Juna and Mai however are I think really quite well done. I liked their character development throughout their harrowing journey across the inhospitable and alien terrain of they crash landed on, the titular Shroud. Juna and Mai’s story is combines the best elements of survival horror into a tense package. Every little snag, every time our characters faced another roadblock, it spiked my heart rate, how were our characters gonna make it out of this one?

Let’s talk about the aliens in Shroud because I think they are the best aspect of this book. Adrian Tchaikovsky has a rare talent for writing aliens as truly alien. Not just humanoid creatures that have slight different physical and psychological characteristics. The aliens in this book are alien in every possible way – from what their bodies look like, to the way they eat, to the way they interact and communicate with each other, and to the way they understand themselves and the humans who so rudely crash landed upon their planet.

Out of all these sounds arose the sensory voice. The voice which returns to the ear bringing information on the physical nature of the world. At a range beyond the groping reach of limbs and antennae. With an acuity and informational load beyond the capacity of scent, and far less vulnerable to the environmental disruption of wind and weather. The handful of creature lineages that independently developed this facility became the next masters, and the rest died out, or were driven into specialized forms, eking their living at the margins of the world. Looking back, this change marked the next great age of the world. A mass extinction and replacement, driven by a single sensory innovation.

page 226, Interlude Three

The book alternates between two set of perspectives, the Light perspective which is the perspective of Juna & Mai and the Darkness perspective which is the perspective of the Otherlike, the sentient aliens living on this dark moon. Adrian Tchaikovsky occasionally sprinkles in narrative interlude sections that explain how the creatures of Shroud came to be.

The Darkness perspectives were hands down my favourite, they emphasized everything that makes Adrian Tchaikovsky’s writing so interesting to me. These sections got really fucking weird and it was truly fascinating to see how the aliens understood what the humans were doing from their perspective. It felt truly alien and it enhanced the horror aspects of this book, the fear of the unknown emanating from both human and alien as they struggle to understand each other.
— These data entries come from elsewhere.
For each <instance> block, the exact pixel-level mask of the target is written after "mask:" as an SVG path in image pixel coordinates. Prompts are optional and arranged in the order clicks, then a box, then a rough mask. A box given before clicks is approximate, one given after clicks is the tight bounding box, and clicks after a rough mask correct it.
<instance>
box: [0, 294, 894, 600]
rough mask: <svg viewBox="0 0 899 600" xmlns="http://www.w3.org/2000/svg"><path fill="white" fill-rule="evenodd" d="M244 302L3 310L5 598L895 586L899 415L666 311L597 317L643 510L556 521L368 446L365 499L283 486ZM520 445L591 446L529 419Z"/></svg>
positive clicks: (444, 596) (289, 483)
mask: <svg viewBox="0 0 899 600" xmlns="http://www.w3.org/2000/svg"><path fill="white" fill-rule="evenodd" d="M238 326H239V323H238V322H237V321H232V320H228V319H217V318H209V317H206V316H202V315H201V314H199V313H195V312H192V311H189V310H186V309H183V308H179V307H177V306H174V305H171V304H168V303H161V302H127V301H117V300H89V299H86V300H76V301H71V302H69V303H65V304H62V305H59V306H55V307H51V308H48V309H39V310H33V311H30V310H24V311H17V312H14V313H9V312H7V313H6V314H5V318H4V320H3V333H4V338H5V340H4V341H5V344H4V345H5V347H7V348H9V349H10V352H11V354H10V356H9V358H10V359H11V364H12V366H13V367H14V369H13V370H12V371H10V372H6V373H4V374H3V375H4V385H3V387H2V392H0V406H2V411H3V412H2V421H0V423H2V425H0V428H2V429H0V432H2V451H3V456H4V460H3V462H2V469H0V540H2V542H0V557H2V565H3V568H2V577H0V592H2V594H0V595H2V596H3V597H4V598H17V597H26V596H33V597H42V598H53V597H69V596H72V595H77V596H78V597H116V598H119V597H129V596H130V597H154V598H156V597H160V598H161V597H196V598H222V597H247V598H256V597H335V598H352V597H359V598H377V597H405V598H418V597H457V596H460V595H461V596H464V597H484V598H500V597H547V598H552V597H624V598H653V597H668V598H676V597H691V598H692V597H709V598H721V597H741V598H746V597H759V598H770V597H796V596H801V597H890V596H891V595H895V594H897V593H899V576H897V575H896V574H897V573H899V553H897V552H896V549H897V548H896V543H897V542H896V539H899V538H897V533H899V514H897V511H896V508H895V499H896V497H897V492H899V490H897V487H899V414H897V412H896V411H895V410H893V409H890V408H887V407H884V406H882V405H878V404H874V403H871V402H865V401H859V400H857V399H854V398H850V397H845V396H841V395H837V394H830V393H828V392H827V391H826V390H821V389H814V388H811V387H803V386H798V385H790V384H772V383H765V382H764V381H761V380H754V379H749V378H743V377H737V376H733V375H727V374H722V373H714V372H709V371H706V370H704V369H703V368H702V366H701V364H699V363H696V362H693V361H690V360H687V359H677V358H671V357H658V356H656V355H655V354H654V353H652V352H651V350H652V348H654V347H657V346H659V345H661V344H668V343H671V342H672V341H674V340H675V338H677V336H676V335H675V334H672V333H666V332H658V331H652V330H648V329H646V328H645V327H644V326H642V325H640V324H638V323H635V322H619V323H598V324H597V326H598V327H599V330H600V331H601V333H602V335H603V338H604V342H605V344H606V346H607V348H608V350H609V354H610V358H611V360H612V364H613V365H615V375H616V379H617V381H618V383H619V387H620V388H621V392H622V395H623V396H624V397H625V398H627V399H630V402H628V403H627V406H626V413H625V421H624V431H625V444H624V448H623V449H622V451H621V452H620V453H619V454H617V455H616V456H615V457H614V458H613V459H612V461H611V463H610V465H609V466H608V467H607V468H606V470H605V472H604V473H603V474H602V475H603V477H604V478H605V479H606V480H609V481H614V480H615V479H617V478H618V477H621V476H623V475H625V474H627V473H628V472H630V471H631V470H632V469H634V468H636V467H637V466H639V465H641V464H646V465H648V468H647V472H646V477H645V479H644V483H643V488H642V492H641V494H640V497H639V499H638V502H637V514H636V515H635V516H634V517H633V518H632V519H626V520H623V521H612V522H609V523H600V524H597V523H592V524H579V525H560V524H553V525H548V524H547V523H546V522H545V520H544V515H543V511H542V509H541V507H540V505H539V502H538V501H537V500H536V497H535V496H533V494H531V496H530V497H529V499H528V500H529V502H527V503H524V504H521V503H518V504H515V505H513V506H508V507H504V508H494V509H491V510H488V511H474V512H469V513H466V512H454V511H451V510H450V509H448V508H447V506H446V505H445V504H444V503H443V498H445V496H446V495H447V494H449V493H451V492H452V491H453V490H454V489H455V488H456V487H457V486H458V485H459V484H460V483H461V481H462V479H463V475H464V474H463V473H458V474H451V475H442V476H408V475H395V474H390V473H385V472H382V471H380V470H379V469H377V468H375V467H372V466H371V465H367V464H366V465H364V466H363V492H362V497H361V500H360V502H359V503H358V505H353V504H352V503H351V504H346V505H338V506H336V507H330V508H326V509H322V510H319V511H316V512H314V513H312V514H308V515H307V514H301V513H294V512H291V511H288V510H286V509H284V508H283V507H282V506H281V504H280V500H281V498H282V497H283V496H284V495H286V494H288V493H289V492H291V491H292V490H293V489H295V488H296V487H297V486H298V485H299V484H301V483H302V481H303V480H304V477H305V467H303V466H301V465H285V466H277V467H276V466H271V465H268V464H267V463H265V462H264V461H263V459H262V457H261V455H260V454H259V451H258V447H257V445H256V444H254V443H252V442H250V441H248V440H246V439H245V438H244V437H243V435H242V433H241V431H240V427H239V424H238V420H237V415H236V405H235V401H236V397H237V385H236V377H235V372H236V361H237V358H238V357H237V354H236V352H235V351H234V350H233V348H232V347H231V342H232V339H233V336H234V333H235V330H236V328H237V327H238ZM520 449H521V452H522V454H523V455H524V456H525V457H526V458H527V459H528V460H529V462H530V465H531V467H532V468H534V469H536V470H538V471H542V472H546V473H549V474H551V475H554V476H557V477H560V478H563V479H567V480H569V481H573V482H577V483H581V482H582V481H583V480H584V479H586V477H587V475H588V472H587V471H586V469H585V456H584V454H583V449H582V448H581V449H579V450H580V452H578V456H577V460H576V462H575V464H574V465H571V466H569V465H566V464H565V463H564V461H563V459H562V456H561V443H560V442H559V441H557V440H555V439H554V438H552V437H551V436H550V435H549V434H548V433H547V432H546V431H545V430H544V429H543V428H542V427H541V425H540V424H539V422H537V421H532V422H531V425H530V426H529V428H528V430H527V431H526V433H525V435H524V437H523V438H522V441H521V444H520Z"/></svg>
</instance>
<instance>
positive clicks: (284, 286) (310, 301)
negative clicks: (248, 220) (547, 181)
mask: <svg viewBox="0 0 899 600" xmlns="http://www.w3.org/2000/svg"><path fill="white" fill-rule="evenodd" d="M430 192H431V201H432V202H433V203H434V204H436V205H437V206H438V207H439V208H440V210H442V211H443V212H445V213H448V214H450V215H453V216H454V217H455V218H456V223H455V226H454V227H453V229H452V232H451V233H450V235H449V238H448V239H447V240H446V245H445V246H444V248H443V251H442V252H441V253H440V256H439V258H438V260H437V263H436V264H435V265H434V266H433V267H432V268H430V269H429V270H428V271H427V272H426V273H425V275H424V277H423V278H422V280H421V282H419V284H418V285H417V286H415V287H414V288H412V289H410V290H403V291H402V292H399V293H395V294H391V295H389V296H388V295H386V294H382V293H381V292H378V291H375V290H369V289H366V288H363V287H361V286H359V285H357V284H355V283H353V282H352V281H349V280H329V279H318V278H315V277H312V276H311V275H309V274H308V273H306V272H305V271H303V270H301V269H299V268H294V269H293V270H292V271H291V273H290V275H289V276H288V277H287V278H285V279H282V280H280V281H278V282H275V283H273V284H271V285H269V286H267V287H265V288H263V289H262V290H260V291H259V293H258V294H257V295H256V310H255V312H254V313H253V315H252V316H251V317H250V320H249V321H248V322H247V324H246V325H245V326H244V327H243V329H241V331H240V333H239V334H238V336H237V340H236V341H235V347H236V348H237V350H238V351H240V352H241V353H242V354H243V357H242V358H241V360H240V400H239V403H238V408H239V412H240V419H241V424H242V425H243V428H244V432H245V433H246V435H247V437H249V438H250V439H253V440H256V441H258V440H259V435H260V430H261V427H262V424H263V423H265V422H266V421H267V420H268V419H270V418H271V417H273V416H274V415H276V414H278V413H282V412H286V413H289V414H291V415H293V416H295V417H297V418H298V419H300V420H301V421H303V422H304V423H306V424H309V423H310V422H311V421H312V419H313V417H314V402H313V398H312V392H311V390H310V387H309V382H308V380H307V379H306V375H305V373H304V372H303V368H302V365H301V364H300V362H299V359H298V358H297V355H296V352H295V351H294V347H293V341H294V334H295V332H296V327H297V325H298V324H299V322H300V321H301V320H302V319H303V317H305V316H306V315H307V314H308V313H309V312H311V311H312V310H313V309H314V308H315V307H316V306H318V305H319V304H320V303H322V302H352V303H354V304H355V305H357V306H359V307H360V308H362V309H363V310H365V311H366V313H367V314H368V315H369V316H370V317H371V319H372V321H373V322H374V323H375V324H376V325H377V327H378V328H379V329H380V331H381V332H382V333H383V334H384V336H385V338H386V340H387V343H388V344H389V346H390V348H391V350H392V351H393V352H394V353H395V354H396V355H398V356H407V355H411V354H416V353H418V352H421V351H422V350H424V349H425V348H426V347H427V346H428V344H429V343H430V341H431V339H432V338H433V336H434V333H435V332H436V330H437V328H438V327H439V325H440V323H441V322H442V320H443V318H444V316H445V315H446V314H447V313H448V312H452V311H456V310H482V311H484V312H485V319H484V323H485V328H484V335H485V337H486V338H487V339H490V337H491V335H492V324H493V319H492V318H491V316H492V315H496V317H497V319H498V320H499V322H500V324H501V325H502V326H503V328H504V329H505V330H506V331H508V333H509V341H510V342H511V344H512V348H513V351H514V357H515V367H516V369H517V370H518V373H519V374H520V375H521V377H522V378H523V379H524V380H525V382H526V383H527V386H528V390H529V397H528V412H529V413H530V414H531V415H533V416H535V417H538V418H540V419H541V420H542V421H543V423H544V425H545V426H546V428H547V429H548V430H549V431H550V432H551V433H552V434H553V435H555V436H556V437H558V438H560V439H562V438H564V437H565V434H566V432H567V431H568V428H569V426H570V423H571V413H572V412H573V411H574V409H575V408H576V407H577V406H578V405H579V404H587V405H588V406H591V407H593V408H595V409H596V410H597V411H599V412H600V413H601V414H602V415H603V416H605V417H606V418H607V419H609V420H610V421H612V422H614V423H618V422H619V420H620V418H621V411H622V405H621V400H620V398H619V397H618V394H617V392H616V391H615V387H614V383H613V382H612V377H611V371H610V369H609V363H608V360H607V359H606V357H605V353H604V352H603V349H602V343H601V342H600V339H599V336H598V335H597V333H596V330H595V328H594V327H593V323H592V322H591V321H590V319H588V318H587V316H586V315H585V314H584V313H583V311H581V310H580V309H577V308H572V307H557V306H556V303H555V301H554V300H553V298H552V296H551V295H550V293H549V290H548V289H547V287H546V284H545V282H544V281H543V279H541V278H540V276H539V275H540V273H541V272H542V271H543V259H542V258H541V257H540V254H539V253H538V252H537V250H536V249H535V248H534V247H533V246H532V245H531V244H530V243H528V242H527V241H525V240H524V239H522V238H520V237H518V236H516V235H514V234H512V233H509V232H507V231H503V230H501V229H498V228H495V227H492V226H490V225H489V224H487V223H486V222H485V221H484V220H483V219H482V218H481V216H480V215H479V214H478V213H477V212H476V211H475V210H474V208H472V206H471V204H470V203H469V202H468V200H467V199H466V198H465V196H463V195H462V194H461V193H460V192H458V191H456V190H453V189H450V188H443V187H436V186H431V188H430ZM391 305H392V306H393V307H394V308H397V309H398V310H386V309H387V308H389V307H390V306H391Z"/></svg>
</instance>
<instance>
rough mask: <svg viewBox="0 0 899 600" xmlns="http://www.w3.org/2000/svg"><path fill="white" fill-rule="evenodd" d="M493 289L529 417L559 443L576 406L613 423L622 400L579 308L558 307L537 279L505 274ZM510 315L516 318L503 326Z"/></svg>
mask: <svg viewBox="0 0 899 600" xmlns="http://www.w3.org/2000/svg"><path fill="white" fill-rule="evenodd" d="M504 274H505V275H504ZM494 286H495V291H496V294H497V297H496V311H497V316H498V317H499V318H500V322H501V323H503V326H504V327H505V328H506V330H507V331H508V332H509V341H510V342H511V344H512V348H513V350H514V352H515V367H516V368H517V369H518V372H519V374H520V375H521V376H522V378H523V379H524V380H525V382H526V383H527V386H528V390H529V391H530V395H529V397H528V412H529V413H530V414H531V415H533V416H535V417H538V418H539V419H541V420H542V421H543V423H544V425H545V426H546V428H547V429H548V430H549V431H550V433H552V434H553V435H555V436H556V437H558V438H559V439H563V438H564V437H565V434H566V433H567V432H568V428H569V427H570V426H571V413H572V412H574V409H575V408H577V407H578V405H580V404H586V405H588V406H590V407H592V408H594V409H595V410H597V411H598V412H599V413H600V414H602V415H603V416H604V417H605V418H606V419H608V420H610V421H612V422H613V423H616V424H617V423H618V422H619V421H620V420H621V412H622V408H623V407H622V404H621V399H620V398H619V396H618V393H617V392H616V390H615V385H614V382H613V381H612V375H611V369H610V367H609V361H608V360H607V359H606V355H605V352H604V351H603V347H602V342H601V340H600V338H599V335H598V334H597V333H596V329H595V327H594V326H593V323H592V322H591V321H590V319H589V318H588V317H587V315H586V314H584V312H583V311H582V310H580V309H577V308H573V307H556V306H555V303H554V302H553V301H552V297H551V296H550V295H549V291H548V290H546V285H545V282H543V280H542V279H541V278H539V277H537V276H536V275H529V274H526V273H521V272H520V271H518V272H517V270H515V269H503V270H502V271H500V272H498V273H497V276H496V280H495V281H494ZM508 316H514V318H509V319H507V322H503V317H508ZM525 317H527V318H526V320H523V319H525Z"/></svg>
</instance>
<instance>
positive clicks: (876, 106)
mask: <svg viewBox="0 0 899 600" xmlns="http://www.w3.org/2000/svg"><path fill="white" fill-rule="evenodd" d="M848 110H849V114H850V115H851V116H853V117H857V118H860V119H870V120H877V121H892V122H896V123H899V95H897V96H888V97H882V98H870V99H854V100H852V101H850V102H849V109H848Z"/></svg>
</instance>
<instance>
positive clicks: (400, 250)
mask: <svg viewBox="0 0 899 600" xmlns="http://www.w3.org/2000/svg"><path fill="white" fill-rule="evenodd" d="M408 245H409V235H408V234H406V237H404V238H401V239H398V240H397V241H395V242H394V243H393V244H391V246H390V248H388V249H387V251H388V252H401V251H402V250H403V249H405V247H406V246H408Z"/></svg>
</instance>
I think where the book lost me was the ending. The book ended by leaving a very important question frustratingly unanswered and it felt like like cheap way to add a bit of mystery and suspense to the whole affair. It was a hook for a sequel for a standalone book which made it worse. If this was part one of a larger series I could at least look forward to getting some answers but alas I am to be left unsatisfied.

Conclusions

I think that my standards for what constitutes good science fiction are set perhaps a bit too high. The works of Becky Chambers has set a new bar of quality for sci-fi and nothing else has come close to matching those books. While Shroud‘s survival horror elements were evocative and its alien world truly terrifying and unique, the ending of the book left a sour taste in my mouth and downgrades this book to “average”.

This book made me want to read more science fiction and I am hoping to read more in 2026. Dear reader of this review: your suggestions are very much welcome; I have a penchant for space operas along with a healthy dose of intrigue, I won’t say no to cool space ships, weird aliens, and maybe some queer romance sprinkled in.

That is all from me this time around. See y’all in the next one.